I primi risultati concreti si videro già con alcuni cuccioli della quarta generazione, che, contrariamente a quello che fanno normalmente le volpi selvatiche, scodinzolavano in presenza dei ricercatori. Le volpi della sesta generazione si dimostrarono ancora più mansuete: cercavano il contatto umano, guaivano e leccavano il viso dei ricercatori. Alla trentesima generazione, i cuccioli che scodinzolavano erano il 49 per cento di tutti i cuccioli. Nel 2005, a vent’anni dalla morte di Beljaev (Trut, che ora ha più di 80 anni, ha continuato a portare avanti l’esperimento), tutti i cuccioli scodinzolavano e da quell’anno, pagando diverse migliaia di euro, si possono adottare come animali da compagnia. Possono anche essere addestrati a svolgere alcuni semplici comandi.

Dal punto di vista caratteriale le volpi dell’esperimento di Beljaev e Trut sono un po’ una via di mezzo tra i cani e i gatti: sono più indipendenti e meno socievoli dei cani, ma più pronte a seguire le istruzioni dei gatti, che non si riescono ad addestrare. La cosa più sorprendente però è come in così pochi anni abbiano sviluppato anche alcune caratteristiche fisiche diverse da quelle delle volpi selvatiche, come voleva provare Beljaev: ad esempio, molti esemplari hanno la pelliccia pezzata, cosa che non capita in natura, e alcuni sulla fronte hanno macchie bianche a forma di stella simili a quelle di mucche e cavalli addomesticati. Non è tutto: rispetto ai loro simili selvatici, hanno la coda un po’ più arricciata, le orecchie un po’ più pendule, il mantello un po’ più lungo, il cranio allargato e le ossa delle zampe, la coda e il muso più corti. Infine possono riprodursi due volte all’anno, invece che una come le volpi selvatiche. La teoria di Beljaev dunque è stata confermata.

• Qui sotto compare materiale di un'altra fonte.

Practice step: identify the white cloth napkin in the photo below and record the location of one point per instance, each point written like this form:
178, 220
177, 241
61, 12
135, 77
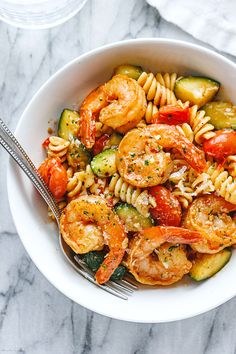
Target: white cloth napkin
211, 21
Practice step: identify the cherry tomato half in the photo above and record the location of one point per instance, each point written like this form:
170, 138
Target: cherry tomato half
168, 210
172, 115
221, 145
46, 143
54, 174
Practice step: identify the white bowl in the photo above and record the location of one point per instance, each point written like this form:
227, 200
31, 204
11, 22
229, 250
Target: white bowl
70, 85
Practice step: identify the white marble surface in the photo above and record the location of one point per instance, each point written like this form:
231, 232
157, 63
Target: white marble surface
34, 317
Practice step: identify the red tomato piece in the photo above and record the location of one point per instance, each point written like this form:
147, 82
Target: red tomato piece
54, 175
172, 115
46, 143
168, 210
100, 143
221, 145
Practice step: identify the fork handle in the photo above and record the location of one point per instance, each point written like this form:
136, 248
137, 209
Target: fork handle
15, 150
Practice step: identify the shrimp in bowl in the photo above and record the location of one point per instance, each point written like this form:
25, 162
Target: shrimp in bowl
142, 161
87, 223
139, 183
119, 104
156, 255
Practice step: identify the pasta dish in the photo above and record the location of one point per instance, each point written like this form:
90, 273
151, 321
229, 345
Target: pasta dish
144, 173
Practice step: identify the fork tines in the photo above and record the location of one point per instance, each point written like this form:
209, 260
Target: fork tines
120, 288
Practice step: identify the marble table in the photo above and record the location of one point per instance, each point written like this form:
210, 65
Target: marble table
34, 317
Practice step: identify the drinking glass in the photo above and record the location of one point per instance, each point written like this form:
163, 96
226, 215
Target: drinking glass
38, 14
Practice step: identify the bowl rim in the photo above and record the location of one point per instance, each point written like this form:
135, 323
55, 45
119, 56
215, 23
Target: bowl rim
11, 201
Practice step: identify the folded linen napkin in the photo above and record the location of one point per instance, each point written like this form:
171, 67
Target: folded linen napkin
211, 21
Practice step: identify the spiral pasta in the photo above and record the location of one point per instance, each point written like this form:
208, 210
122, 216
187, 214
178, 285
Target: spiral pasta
160, 95
231, 165
58, 147
199, 123
186, 130
168, 80
184, 193
150, 111
140, 199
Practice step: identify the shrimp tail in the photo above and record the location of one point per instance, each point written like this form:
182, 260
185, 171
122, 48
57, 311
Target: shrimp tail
110, 263
88, 130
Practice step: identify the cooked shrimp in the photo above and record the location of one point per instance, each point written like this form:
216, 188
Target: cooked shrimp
141, 160
209, 215
155, 256
54, 175
120, 104
87, 223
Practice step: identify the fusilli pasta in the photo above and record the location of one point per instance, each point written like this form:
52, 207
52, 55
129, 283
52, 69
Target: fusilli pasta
140, 199
168, 80
150, 111
160, 95
186, 130
231, 165
199, 123
58, 147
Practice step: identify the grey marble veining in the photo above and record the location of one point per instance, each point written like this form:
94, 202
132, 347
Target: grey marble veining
34, 317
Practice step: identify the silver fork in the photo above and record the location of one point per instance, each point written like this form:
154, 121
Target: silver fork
120, 288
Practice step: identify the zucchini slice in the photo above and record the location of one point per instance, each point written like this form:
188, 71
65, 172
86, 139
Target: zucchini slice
206, 265
132, 219
94, 259
104, 164
222, 114
132, 71
68, 126
195, 89
114, 141
78, 155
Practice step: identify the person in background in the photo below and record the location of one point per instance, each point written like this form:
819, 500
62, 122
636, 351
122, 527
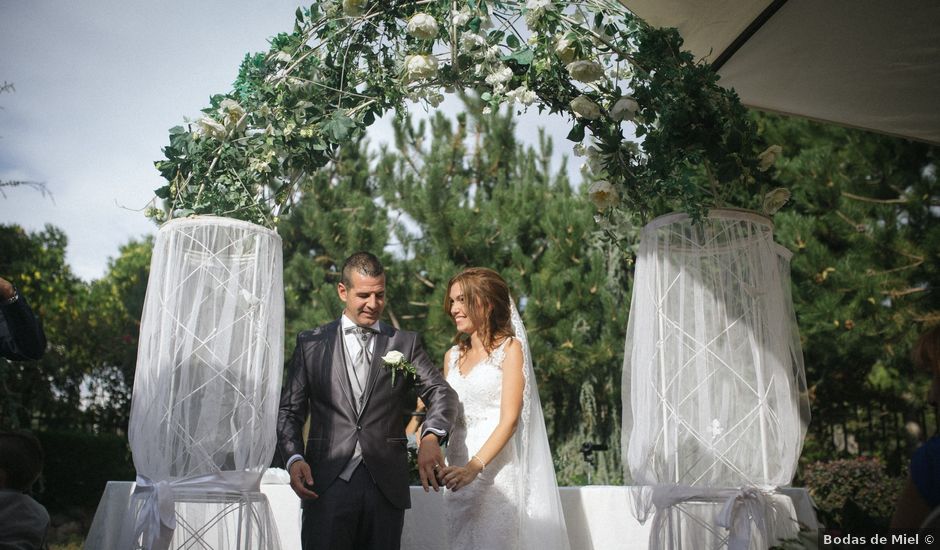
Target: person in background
23, 521
921, 492
21, 335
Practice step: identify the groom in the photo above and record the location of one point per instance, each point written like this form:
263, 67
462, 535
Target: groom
353, 476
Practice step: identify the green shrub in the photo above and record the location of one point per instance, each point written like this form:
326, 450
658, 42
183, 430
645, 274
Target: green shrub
852, 494
78, 465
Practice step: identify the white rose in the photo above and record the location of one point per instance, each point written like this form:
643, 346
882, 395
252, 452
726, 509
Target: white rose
564, 49
768, 157
209, 127
435, 99
422, 26
418, 67
585, 71
499, 76
493, 53
472, 41
534, 10
281, 57
774, 200
585, 108
522, 95
393, 357
352, 8
625, 108
603, 195
462, 17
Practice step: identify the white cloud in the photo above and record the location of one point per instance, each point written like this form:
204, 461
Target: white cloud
98, 85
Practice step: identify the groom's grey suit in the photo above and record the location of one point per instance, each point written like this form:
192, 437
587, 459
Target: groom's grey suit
318, 383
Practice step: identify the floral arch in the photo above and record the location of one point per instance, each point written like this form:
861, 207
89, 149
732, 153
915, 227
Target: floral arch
346, 63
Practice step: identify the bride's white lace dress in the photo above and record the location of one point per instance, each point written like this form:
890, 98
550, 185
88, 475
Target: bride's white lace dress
484, 514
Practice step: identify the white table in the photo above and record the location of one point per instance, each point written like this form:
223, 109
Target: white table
598, 517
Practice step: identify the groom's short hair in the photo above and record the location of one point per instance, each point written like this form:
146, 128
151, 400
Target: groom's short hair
364, 263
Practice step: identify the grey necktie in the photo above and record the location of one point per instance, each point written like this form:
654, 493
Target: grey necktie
359, 375
361, 362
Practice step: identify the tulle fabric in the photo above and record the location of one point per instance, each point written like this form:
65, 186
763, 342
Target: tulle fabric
202, 424
714, 390
713, 380
541, 518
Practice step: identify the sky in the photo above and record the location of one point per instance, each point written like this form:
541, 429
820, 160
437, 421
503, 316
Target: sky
98, 84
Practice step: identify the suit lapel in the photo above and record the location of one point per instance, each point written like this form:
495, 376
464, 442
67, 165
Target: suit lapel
340, 372
376, 367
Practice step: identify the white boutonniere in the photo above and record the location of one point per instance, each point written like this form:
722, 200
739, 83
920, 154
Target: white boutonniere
395, 361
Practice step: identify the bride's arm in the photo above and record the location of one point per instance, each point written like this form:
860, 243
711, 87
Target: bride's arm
510, 408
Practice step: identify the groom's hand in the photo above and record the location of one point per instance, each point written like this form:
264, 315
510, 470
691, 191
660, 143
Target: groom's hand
430, 461
301, 479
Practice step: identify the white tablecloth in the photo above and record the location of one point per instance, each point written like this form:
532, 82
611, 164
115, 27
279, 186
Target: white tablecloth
598, 517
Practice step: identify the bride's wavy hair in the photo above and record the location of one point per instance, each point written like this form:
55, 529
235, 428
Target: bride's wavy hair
488, 305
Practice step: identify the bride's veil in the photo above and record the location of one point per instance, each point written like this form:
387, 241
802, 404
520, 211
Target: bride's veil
541, 520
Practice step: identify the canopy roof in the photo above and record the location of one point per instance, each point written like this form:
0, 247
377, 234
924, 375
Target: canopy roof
873, 64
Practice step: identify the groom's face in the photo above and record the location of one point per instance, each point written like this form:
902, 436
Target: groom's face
364, 298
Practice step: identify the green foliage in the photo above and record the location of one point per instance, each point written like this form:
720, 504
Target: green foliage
463, 193
854, 495
347, 63
866, 242
91, 329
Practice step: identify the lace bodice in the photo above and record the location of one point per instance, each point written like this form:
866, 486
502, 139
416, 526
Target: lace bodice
480, 391
484, 513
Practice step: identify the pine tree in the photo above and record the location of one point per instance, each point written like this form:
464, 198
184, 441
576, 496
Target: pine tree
473, 196
866, 242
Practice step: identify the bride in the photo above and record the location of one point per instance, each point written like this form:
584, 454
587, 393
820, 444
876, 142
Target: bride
500, 477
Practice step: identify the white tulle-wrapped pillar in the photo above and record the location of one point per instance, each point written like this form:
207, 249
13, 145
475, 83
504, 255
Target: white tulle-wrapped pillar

Alcune delle volpi dell’esperimento sono state acquistate dal Judith A. Bassett Canid Education and Conservation Center, una specie di zoo americano in cui le persone possono entrare in contatto e fare passeggiate con le volpi addomesticate. Un giornalista di The Verge ha visitato il centro: in questo video potete vedere come si sono comportate le volpi e anche che faccia aveva Beljaev.

L’ultima cosa che abbiamo imparato dalle volpi di Beljaev
Nel video di The Verge si parla anche di un articolo uscito lo scorso agosto sulla rivista Nature Ecology and Evolution. È il risultato di uno studio fatto sul genoma delle volpi di Novosibirsk da una squadra internazionale di scienziati, tra cui Anna Kukekova, professoressa di etologia alla University of Illinois Urbana-Champaign. Kukekova ha spiegato a The Verge che confrontando il genoma delle volpi addomesticate con quello delle volpi selvatiche è stato possibile individuare circa un centinaio di diverse regioni del codice genetico diverse tra i due tipi di animali. Dato che le volpi di Beljaev sono state selezionate solo in base al comportamento, si può dedurre che in queste regioni ci siano i geni responsabili della mansuetudine: un gene in particolare, il SorCS1.

Poiché i mammiferi hanno gran parte del proprio codice genetico in comune, i risultati dello studio di Kukekova e dei suoi colleghi potrebbero aiutarci a capire quali sono i geni dell’aggressività e della mansuetudine anche in altri animali e forse, in un futuro, permetterci di creare animali nati addomesticati in laboratorio. Scenari fantascientifici a parte, poi, potrebbero aiutare molto la scienza del comportamento degli animali, esseri umani compresi.